When you are trying to hire someone, what are you trying to do? Assuming you’re doing the sensible ‘hire once you can afford it'[1], parts of your organization are probably bursting at the seams, or people are probably feeling a bit (or a lot) overworked. Maybe a key person just left. Either way….
…you probably want to get someone in quickly, to fill the gap that you see in your organization, to take the load off yourself or the people around you.
At the same time, you want to get the right person in, someone who will add to your organization, someone who, over the time they’re with the organization, will be a net benefit.
So, ideally, you want the ‘right’ person, or the ‘best’ person quickly. But the world is not ideal, so you’ll probably have to compromise on ‘best’ slowly, or ‘good enough’ ‘as quick as you can'[5].

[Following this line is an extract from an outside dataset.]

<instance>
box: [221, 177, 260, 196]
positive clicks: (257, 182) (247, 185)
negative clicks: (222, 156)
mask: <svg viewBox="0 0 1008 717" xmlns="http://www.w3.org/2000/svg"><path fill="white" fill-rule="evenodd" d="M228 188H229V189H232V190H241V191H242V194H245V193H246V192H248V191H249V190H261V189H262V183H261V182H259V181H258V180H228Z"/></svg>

The issue here is that different people have different opinions of ‘good enough’, and ‘fast enough’. Sometimes, that is fine:
There’s probably a less stringent application process for washing dishes at a fast food restaurant[6], than for writing the code involved in launching nuclear weapons[7]. If you’re down one poll clerk with 30 minutes to go before the election starts, you probably need to act more quickly than if you’re a 20,000 person organization with 200 current job openings.
Next time, we’ll talk about different opinions of ‘good enough’ and ‘fast enough’ for hiring, and some things you can do about it. In the meantime:
Why are *you* hiring? What are your time horizons? Your short- and long-term goals?
[1]Aside from the nods I’ll get from most of the audience, this makes sense from a competitive perspective. In a perfect/ideal/rollingsphere[2] market situation, where different market participants have no edge beyond how hard they work, those who work harder (however that is defined). This means that whoever is working hardest is potentially (not necessarily) the most profitable and most able to hire new people, to start the cycle all over again.
[2]”Picture the market as a perfect rolling sphere.”[3]
[3]The punchline for many jokes about physicists begins with the physicist making an assumption that some object or process acts as ‘a perfect rolling sphere’. This object or process is typically nothing like a sphere, such as a horse or a bank. However, this can be a powerful tool to get started on a solution, and who knows? Maybe parts of the ‘perfect rolling sphere’ solution may be pretty close to correct![4]
[4]’Spherical chickens’ is not too far off from correct for a number of applications.
[5]If you’re Valve, or Google, this may not apply as strongly. Valve insists on ‘best’, regardless of speed, but they probably get a number and quality of applicants that would stagger any recruiter. Google probably doesn’t have to wait so much, but has a different problem of sorting through so many applications, with some interesting solutions [Wired paywall]
[6]I mention this because I once helped a nice young man with his application, so it springs to mind.
[7]I mention this because the very concept terrifies me, and I hope someone very very careful is the one doing this.